Best Muscle Cars
What is the difference between a Pony Car and a Muscle Car?
By Dave Ashton
There’s always been arguments between what exactly is a pony car and a muscle car. As there is no scientific starting point of a definite definition for both, it’s down to really digging through the history books and getting as close to an explanation as possible.
If you jump onto the likes of Wikipedia and look up muscle car or pony car, you get a variety of explanations. I have actually tried to edit the muscle car Wikipedia page as it currently says the origins of the term muscle car came from ‘supercar,’ but whoever edits this page, kicked me out. If any of you out there have an explanation of the linkage between the term muscle car and supercar please comment below. As far as I have researched, the supercar moniker was only used in passing comments rather than an actual labelling. We extensively moan about it here where you can also find our own research into the terms.
Anyways, back to the terminology. The pony car tag can be arguably traced back to the release of the 1965 Ford Mustang, with the ‘pony’ part probably coming from the horsey Mustang naming, although the name did actually come from the plane with the same name. The Camaro joined in this market and the term probably pointed towards a vehicle that was probably a lighter, compact and more sporty version of a muscle car.
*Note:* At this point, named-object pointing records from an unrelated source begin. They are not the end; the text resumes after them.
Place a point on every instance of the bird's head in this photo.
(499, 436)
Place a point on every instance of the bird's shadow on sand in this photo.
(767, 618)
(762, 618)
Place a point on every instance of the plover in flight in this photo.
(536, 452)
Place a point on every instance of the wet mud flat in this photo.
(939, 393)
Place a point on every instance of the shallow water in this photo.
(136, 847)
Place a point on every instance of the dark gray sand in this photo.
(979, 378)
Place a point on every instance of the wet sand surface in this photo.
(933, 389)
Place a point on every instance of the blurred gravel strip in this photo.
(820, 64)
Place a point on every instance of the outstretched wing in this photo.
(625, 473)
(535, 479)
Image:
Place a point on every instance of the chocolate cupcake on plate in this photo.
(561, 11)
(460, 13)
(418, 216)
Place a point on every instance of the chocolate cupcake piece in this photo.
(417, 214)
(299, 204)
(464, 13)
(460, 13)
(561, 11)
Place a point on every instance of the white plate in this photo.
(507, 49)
These vehicles got bigger and heavier as it got to the mid-70s and today, there really isn’t such a thing as a pony car, per se. So, the term is really for historical purposes.
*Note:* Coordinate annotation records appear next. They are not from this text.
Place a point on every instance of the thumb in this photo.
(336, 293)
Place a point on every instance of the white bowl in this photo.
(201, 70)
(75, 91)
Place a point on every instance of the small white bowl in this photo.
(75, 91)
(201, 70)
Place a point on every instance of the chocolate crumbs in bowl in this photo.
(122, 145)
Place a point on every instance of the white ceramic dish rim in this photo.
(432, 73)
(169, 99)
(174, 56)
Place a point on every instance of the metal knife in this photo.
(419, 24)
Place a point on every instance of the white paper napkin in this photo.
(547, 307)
You can check out this info graphic on our website about Pony cars to see their evolution.
However, some say that the modern Mustang, Camaro, Challenger and Charger are really modern pony cars, which adheres to the pony car principle of offering a vehicle that can have many engine options and still look like the top vehicle. If you take the original Plymouth Barracuda, some say you can lump that in as a pony car while others say it is a pure muscle car……hmmm.
We have written articles in the past which tried to slap a definition on the term muscle car, but essentially the term refers to an American vehicle, larger than a pony car, with a huge V8 engine with plenty of torque like the Dodge Charger. The idea was to have a powerful engine in a reasonably priced vehicle which could burn up the track in a straight line. It defined the mantra ‘no replacement for displacement.’
The vehicles were simple by today’s comparisons and were made for straight-line speed. There is also no definitive start point for the term, but whoever first came up with it, came up with one fantastic label for this breed of vehicle.
Today, it’s arguably the muscle car label that is bandied around the most, with possibly the Dodge Challenger being the nearest to a true muscle car today. A huge, powerful V8 engine all 707HP of it on a muscular body, still with a focus on straight-line speed. The upcoming Dodge Demon will also slot into being a modern-day muscle car.
If you look at the modern Ford Mustang, it can be both pony car and muscle car depending on who you ask. With an updated suspension and more track performance, the modern Ford Mustang is aiming to be more sports car like, but it still has its heritage in the pony car world.
The Camaro originally coming from the pony car camp has all the modern touches of a sports vehicle and is probably the least likely to be called a muscle car, but the name can still apply. if you look at the modern Mustang GT 350 and the Camaro ZL1, they are both arguably more sports vehicle, but still have a V8 at their heart, but won’t necessarily be called a pony or muscle car.
Therefore, if you’re considering modern vehicles from the big three, Chevrolet, Dodge and Ford as muscle or pony cars the definitions are a lot less clear than they were from the golden era. If you consider even some European sports machines are referred to as ‘Muscle’ by some then it’s no wonder that the terminology can get so mixed up.